L’histoire remonte à 2017, alors que les théâtres du Trident, La Bordée et Premier acte ont été, successivement, mis à l’amende pour avoir laissé des comédiens fumer une cigarette de sauge sur scène.

Chaque établissement théâtral a fait l’objet d’une inspection, laquelle a mené à l’émission d’un constat d’infraction de 500 $ pour non-conformité à la Loi concernant la lutte contre le tabagisme.

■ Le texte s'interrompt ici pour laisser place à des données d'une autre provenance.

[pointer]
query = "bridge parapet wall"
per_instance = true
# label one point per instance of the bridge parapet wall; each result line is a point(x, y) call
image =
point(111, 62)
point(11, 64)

La devanture du théâtre La Bordée.

Le théâtre la Bordée fait partie des trois théâtres de Québec qui contestent l’interdiction de l’acte de fumer sur scène. (Photo d’archives)

Photo : / -André Turgeon

Avec l’appui du milieu culturel, les théâtres sanctionnés ont intenté des démarches pour contester leurs amendes au nom de la liberté artistique. L’argument principal est que l’interdiction totale de fumer sur scène, même dans un contexte de performance artistique, porte atteinte à la liberté d’expression, un droit fondamental protégé par la Charte des droits et libertés de la personne.

En 2021, les théâtres ont été déboutés. La Cour du Québec a statué qu’utiliser une cigarette sur scène dans un contexte théâtral n’était pas considéré comme une expression artistique. Le jugement a alors été porté en appel.

En mai 2024, la Cour supérieure du Québec a tranché en faveur des théâtres : interdire l’action de fumer une cigarette sur scène dans un contexte artistique est une violation injustifiée de la liberté d’expression, concluait le juge -François Émond.

Le Grand Théâtre de Québec photographié de jour au printemps.

La majorité des productions du théâtre du Trident sont présentées dans la salle Octave-Crémazie du Grand Théâtre de Québec. (Photo d’archives)

Photo : Radio-Canada / -Simon Lapointe

Mais l’histoire ne s’arrête pas là. Le procureur général du Québec a décidé de faire appel de cette décision. Plusieurs représentants du milieu artistique québécois étaient d’ailleurs présents à l’audience de lundi.

Je pense que l’enjeu qui reste important, c’est un peu les fondements, explique Jean-Michel Girouard, vice-président de la section Québec de l’Union des artistes (UDA). On questionne à restreindre une portion de la liberté artistique qui est au cœur de la liberté d’expression, soutient-il. 

Pour moi, c’est là où il faut, comme société, comme gouvernement, que tous les intervenants prennent cette question-là de façon extrêmement délicate parce que c’est toujours la crainte que plus on ouvre une petite porte, plus on restreigne la liberté artistique.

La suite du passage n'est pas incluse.